Poder-se-ia excepcionar a não aplicação do princípio da anterioridade especial quando referida exceção fosse feita também ao princípio da anterioridade do exercício. Porém, não é isso que ocorre, tendo em vista que o princípio da anterioridade especial é, em verdade, garantia adicional para os sujeitos passivos, conferida pelo constituinte derivado por meio de emenda à Constituição Federal.
Como forma de garantir, de forma suplementar, a segurança jurídica tão almejada pelo sistema constitucional, o princípio da anterioridade especial pode ser aplicado a qualquer tributo.
As normas introduzidas no ordenamento jurídico por emendas constitucionais devem ser vistas com restrições, pois somente o fato de determinada norma ter sido posta no ordenamento, via emenda constitucional, não significa que seu conteúdo é irrestrito. Muito pelo contrário. Tanto o conteúdo das normas introduzidas por Emendas à Constituição quanto o das demais normas infraconstitucionais devem ser avaliados e, se for o caso, dissipados do ordenamento jurídico.
A nosso ver, as emendas constitucionais podem ser objetos de declaração de inconstitucionalidade; podem existir emendas constitucionais inconstitucionais. Porém, a norma veiculada pelo artigo 150, inciso III, alínea c e § 1º, primeira parte, da Carta Maior, que dispõe sobre o princípio da anterioridade especial, foi introduzida respeitando tanto a forma quanto o conteúdo constitucionalmente permitido, não havendo qualquer espécie de violação aos demais dispositivos constitucionais.
Assevera, Tércio Sampaio Ferraz Júnior que:
O princípio da anterioridade especial não extrapola os limites e as condições impostas pelo texto constitucional, uma vez que é uma garantia adicional ao princípio da justiça da tributação. E, ainda, no princípio da anterioridade do exercício, configura-se mais uma limitação ao poder de tributar a que estão adstritos os entes tributantes e, como tal, mais um direito e garantia individual que devem, obrigatoriamente, ser observados quando da instituição ou majoração de tributo.
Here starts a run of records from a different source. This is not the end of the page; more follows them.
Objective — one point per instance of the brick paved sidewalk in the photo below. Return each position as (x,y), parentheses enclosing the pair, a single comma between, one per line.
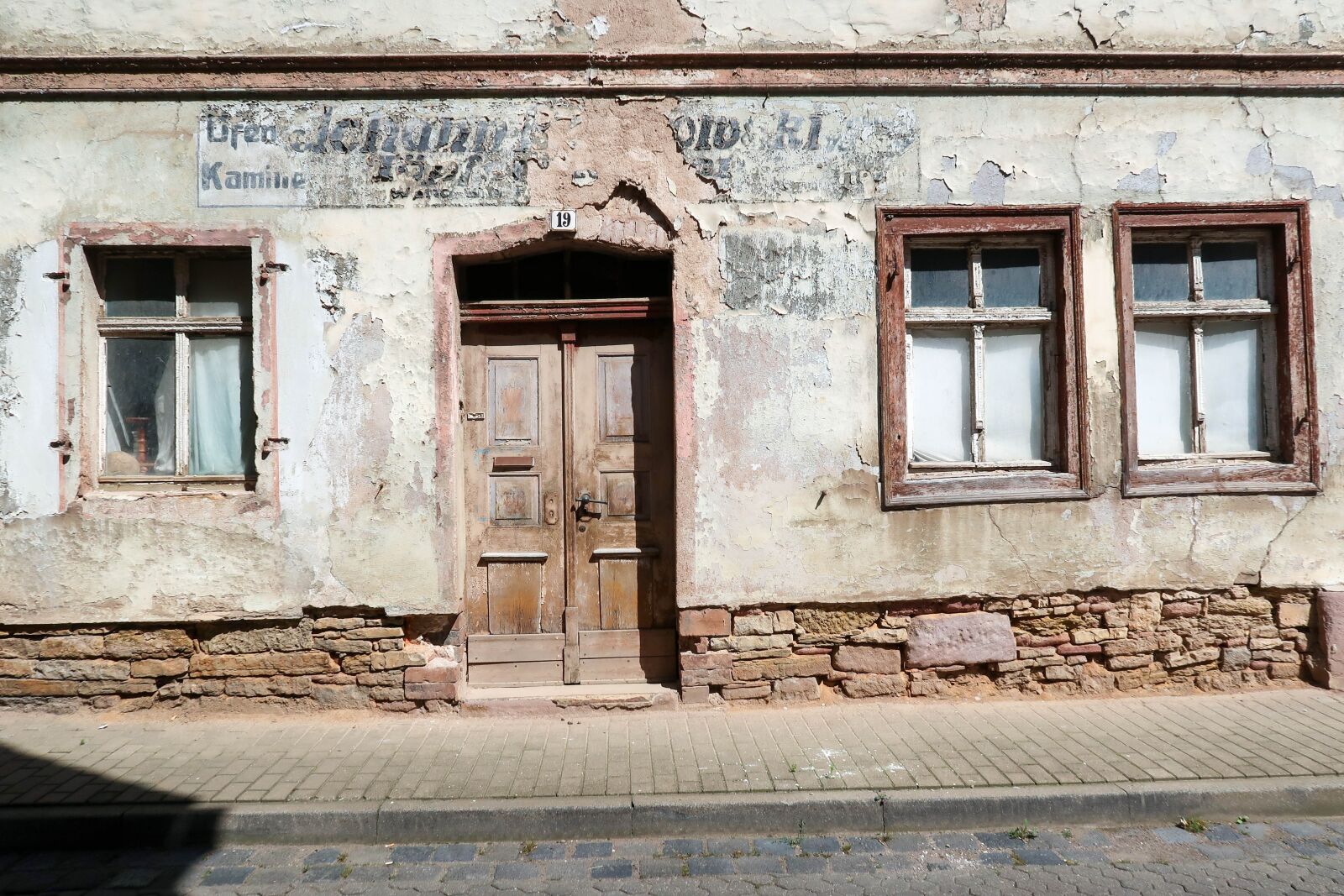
(87,759)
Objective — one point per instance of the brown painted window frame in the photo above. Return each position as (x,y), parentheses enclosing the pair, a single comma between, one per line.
(1297,468)
(1066,479)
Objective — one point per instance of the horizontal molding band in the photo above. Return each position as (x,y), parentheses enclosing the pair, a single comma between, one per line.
(538,74)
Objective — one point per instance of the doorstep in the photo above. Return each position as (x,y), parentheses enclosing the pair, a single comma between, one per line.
(551,699)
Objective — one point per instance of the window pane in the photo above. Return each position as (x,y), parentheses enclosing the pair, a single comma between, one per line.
(1011,277)
(1230,270)
(219,286)
(1162,375)
(140,288)
(940,278)
(1162,273)
(1015,401)
(221,419)
(1234,412)
(141,407)
(938,396)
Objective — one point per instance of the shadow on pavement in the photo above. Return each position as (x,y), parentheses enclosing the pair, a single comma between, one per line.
(128,837)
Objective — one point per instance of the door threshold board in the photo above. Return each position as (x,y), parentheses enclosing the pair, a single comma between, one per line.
(555,698)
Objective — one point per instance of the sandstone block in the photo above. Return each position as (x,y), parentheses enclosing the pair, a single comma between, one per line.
(754,624)
(37,688)
(17,668)
(816,621)
(19,647)
(1129,661)
(1241,606)
(282,638)
(154,644)
(874,685)
(74,647)
(874,660)
(792,667)
(307,663)
(437,671)
(82,669)
(1194,658)
(374,633)
(338,624)
(792,689)
(432,691)
(380,679)
(273,687)
(1294,616)
(1129,647)
(891,637)
(696,694)
(339,696)
(944,640)
(705,624)
(702,661)
(159,668)
(396,660)
(340,645)
(696,678)
(202,688)
(1285,671)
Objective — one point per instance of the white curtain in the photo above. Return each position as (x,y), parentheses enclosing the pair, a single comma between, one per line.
(165,418)
(217,406)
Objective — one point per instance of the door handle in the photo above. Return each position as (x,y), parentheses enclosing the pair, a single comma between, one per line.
(584,501)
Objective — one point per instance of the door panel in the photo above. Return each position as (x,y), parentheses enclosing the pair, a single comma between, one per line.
(622,456)
(515,468)
(558,589)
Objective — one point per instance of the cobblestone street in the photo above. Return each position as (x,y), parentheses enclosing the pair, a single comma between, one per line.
(1252,859)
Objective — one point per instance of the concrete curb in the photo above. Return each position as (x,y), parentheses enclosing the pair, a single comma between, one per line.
(179,825)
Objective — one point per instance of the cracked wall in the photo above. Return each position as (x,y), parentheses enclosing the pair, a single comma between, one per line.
(620,26)
(777,392)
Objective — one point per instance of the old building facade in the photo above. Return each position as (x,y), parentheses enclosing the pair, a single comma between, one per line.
(766,351)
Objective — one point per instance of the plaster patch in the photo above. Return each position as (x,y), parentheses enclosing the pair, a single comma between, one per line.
(810,273)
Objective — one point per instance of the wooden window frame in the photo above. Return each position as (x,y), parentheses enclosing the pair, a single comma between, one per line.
(179,328)
(906,485)
(1292,466)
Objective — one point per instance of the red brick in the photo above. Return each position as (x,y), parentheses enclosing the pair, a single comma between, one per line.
(706,624)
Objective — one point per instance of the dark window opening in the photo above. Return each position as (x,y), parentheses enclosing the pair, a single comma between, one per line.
(566,275)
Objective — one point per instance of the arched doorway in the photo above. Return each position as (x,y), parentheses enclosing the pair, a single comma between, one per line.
(566,396)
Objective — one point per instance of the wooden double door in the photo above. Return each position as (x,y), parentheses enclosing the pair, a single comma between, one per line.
(569,495)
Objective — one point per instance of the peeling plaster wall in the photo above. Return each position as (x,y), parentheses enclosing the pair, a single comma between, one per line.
(615,26)
(777,421)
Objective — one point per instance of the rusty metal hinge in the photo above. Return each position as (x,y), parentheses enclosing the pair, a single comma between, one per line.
(65,446)
(272,268)
(273,443)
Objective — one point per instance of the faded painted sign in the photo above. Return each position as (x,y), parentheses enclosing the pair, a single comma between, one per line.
(763,150)
(369,155)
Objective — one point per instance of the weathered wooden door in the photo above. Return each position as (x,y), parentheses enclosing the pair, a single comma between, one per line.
(569,493)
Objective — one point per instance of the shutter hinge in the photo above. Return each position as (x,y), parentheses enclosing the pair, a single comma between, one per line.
(273,443)
(272,268)
(65,446)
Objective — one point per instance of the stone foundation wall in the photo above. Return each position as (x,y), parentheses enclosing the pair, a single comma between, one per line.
(328,660)
(1061,644)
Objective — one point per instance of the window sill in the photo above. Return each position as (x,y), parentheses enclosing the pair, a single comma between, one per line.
(1218,479)
(922,490)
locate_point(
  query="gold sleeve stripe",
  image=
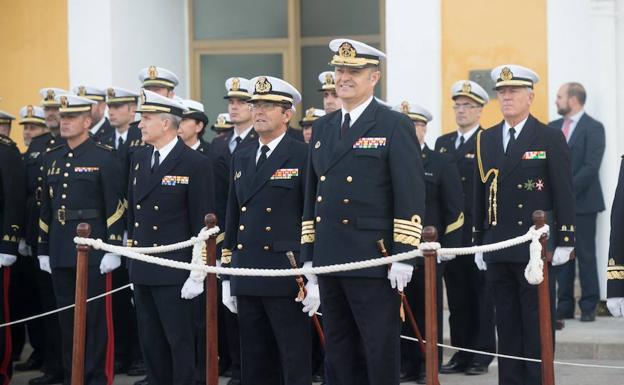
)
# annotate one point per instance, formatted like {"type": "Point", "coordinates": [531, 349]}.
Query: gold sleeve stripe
{"type": "Point", "coordinates": [455, 225]}
{"type": "Point", "coordinates": [405, 239]}
{"type": "Point", "coordinates": [121, 208]}
{"type": "Point", "coordinates": [43, 226]}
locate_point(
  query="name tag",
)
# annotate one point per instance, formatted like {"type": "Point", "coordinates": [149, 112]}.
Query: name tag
{"type": "Point", "coordinates": [85, 169]}
{"type": "Point", "coordinates": [285, 173]}
{"type": "Point", "coordinates": [534, 155]}
{"type": "Point", "coordinates": [370, 143]}
{"type": "Point", "coordinates": [172, 180]}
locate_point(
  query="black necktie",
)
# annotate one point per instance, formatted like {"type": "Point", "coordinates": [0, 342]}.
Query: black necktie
{"type": "Point", "coordinates": [512, 139]}
{"type": "Point", "coordinates": [156, 160]}
{"type": "Point", "coordinates": [345, 126]}
{"type": "Point", "coordinates": [263, 156]}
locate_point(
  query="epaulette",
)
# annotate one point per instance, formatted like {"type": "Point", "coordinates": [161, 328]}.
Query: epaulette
{"type": "Point", "coordinates": [55, 147]}
{"type": "Point", "coordinates": [104, 146]}
{"type": "Point", "coordinates": [6, 141]}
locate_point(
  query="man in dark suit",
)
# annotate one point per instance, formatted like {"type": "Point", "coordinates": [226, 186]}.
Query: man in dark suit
{"type": "Point", "coordinates": [365, 183]}
{"type": "Point", "coordinates": [12, 202]}
{"type": "Point", "coordinates": [170, 193]}
{"type": "Point", "coordinates": [522, 166]}
{"type": "Point", "coordinates": [470, 302]}
{"type": "Point", "coordinates": [101, 127]}
{"type": "Point", "coordinates": [615, 268]}
{"type": "Point", "coordinates": [586, 139]}
{"type": "Point", "coordinates": [265, 205]}
{"type": "Point", "coordinates": [444, 210]}
{"type": "Point", "coordinates": [81, 185]}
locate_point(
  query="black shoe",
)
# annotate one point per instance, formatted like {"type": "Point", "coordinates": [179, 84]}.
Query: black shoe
{"type": "Point", "coordinates": [47, 379]}
{"type": "Point", "coordinates": [452, 367]}
{"type": "Point", "coordinates": [588, 317]}
{"type": "Point", "coordinates": [408, 377]}
{"type": "Point", "coordinates": [136, 369]}
{"type": "Point", "coordinates": [476, 370]}
{"type": "Point", "coordinates": [30, 364]}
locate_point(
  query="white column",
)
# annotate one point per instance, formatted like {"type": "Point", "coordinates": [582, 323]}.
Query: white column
{"type": "Point", "coordinates": [582, 47]}
{"type": "Point", "coordinates": [111, 40]}
{"type": "Point", "coordinates": [414, 57]}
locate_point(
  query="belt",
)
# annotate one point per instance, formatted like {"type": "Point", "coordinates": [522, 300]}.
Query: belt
{"type": "Point", "coordinates": [63, 215]}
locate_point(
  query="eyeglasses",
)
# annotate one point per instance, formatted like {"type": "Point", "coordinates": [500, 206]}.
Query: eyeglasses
{"type": "Point", "coordinates": [464, 106]}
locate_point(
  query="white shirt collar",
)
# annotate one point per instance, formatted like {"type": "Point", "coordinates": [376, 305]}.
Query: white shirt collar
{"type": "Point", "coordinates": [165, 150]}
{"type": "Point", "coordinates": [355, 113]}
{"type": "Point", "coordinates": [97, 126]}
{"type": "Point", "coordinates": [272, 145]}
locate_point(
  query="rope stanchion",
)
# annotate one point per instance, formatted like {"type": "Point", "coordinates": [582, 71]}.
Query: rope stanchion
{"type": "Point", "coordinates": [212, 369]}
{"type": "Point", "coordinates": [80, 313]}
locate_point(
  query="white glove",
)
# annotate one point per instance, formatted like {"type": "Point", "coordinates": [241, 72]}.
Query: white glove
{"type": "Point", "coordinates": [481, 265]}
{"type": "Point", "coordinates": [24, 249]}
{"type": "Point", "coordinates": [399, 275]}
{"type": "Point", "coordinates": [228, 300]}
{"type": "Point", "coordinates": [312, 300]}
{"type": "Point", "coordinates": [192, 288]}
{"type": "Point", "coordinates": [44, 263]}
{"type": "Point", "coordinates": [616, 306]}
{"type": "Point", "coordinates": [109, 263]}
{"type": "Point", "coordinates": [561, 255]}
{"type": "Point", "coordinates": [7, 259]}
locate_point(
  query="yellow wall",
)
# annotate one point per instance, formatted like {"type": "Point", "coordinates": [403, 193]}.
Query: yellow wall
{"type": "Point", "coordinates": [481, 34]}
{"type": "Point", "coordinates": [33, 42]}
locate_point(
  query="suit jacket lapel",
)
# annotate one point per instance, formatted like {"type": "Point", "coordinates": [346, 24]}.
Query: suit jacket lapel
{"type": "Point", "coordinates": [278, 157]}
{"type": "Point", "coordinates": [364, 123]}
{"type": "Point", "coordinates": [155, 179]}
{"type": "Point", "coordinates": [526, 137]}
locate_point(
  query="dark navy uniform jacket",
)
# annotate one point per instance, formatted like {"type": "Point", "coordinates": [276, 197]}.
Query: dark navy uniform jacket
{"type": "Point", "coordinates": [615, 269]}
{"type": "Point", "coordinates": [364, 187]}
{"type": "Point", "coordinates": [221, 160]}
{"type": "Point", "coordinates": [80, 185]}
{"type": "Point", "coordinates": [264, 216]}
{"type": "Point", "coordinates": [464, 158]}
{"type": "Point", "coordinates": [167, 206]}
{"type": "Point", "coordinates": [535, 175]}
{"type": "Point", "coordinates": [12, 196]}
{"type": "Point", "coordinates": [587, 146]}
{"type": "Point", "coordinates": [33, 162]}
{"type": "Point", "coordinates": [444, 202]}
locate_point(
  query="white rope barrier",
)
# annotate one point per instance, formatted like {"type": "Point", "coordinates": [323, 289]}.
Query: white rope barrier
{"type": "Point", "coordinates": [63, 308]}
{"type": "Point", "coordinates": [533, 272]}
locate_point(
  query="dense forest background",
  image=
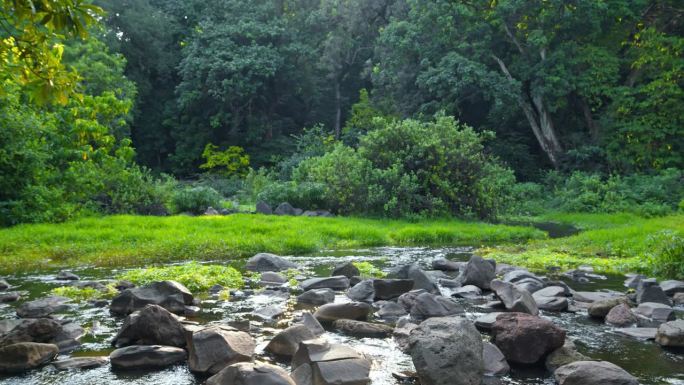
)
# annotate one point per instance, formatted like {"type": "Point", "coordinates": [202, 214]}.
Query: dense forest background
{"type": "Point", "coordinates": [464, 108]}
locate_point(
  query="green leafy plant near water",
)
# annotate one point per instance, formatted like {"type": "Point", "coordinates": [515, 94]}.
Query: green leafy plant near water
{"type": "Point", "coordinates": [195, 276]}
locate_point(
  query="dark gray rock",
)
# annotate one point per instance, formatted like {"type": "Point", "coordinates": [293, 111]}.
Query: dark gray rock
{"type": "Point", "coordinates": [621, 316]}
{"type": "Point", "coordinates": [24, 356]}
{"type": "Point", "coordinates": [153, 325]}
{"type": "Point", "coordinates": [514, 299]}
{"type": "Point", "coordinates": [649, 291]}
{"type": "Point", "coordinates": [478, 272]}
{"type": "Point", "coordinates": [421, 280]}
{"type": "Point", "coordinates": [671, 334]}
{"type": "Point", "coordinates": [346, 269]}
{"type": "Point", "coordinates": [639, 333]}
{"type": "Point", "coordinates": [672, 287]}
{"type": "Point", "coordinates": [362, 329]}
{"type": "Point", "coordinates": [263, 262]}
{"type": "Point", "coordinates": [316, 297]}
{"type": "Point", "coordinates": [339, 282]}
{"type": "Point", "coordinates": [287, 341]}
{"type": "Point", "coordinates": [495, 363]}
{"type": "Point", "coordinates": [351, 310]}
{"type": "Point", "coordinates": [43, 307]}
{"type": "Point", "coordinates": [170, 295]}
{"type": "Point", "coordinates": [429, 305]}
{"type": "Point", "coordinates": [284, 209]}
{"type": "Point", "coordinates": [447, 351]}
{"type": "Point", "coordinates": [526, 339]}
{"type": "Point", "coordinates": [245, 373]}
{"type": "Point", "coordinates": [386, 289]}
{"type": "Point", "coordinates": [215, 347]}
{"type": "Point", "coordinates": [264, 208]}
{"type": "Point", "coordinates": [139, 357]}
{"type": "Point", "coordinates": [363, 291]}
{"type": "Point", "coordinates": [80, 363]}
{"type": "Point", "coordinates": [67, 276]}
{"type": "Point", "coordinates": [447, 265]}
{"type": "Point", "coordinates": [564, 355]}
{"type": "Point", "coordinates": [593, 373]}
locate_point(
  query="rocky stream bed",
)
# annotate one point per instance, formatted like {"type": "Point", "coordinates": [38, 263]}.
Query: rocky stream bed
{"type": "Point", "coordinates": [441, 316]}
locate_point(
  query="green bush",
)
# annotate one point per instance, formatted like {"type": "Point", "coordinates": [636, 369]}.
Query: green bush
{"type": "Point", "coordinates": [412, 168]}
{"type": "Point", "coordinates": [195, 200]}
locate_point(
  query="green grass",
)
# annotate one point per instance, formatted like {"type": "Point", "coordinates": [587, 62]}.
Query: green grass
{"type": "Point", "coordinates": [611, 243]}
{"type": "Point", "coordinates": [140, 241]}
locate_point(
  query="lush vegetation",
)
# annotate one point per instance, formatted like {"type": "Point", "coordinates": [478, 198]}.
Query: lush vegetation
{"type": "Point", "coordinates": [422, 111]}
{"type": "Point", "coordinates": [137, 241]}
Portanto, verificadas as diferenças entre os princípios constitucionais da anterioridade do exercício, nonagesimal e especial, passemos a analisar as principais exceções ao princípio da anterioridade.
4 PRINCIPAIS EXCEÇÕES AO PRINCÍPIO DA ANTERIORIDADE
O texto constitucional traz em seu bojo diversas exceções ao princípio da anterioridade.
Analisaremos as principais exceções existentes, assim como os motivos pelos quais entendemos haver no texto constitucional as exceções aplicáveis aos princípios da anterioridade do exercício e especial aos tributos supramencionados.
4.1 O IMPOSTO INCIDENTE SOBRE A RENDA E PROVENTOS DE QUALQUER NATUREZA
A tributação sobre a renda e proventos de qualquer natureza foi umas das principais causas da edição da Emenda Constitucional n. 42/03, que introduziu no ordenamento jurídico a anterioridade especial.
Entende Ives Gandra da Silva Martins que:
Quando da edição das normas tributantes referentes ao imposto sobre a renda, o princípio da anterioridade do exercício era burlado pelo legislador infraconstitucional que aprovava a norma tributante no apagar das luzes do exercício financeiro anterior ao da incidência normativa, publicando referida norma, em diversas oportunidades, de forma inconstitucional, a nosso ver, uma vez que os diários oficiais não circulavam por todo o país no exercício anterior ao da incidência normativa.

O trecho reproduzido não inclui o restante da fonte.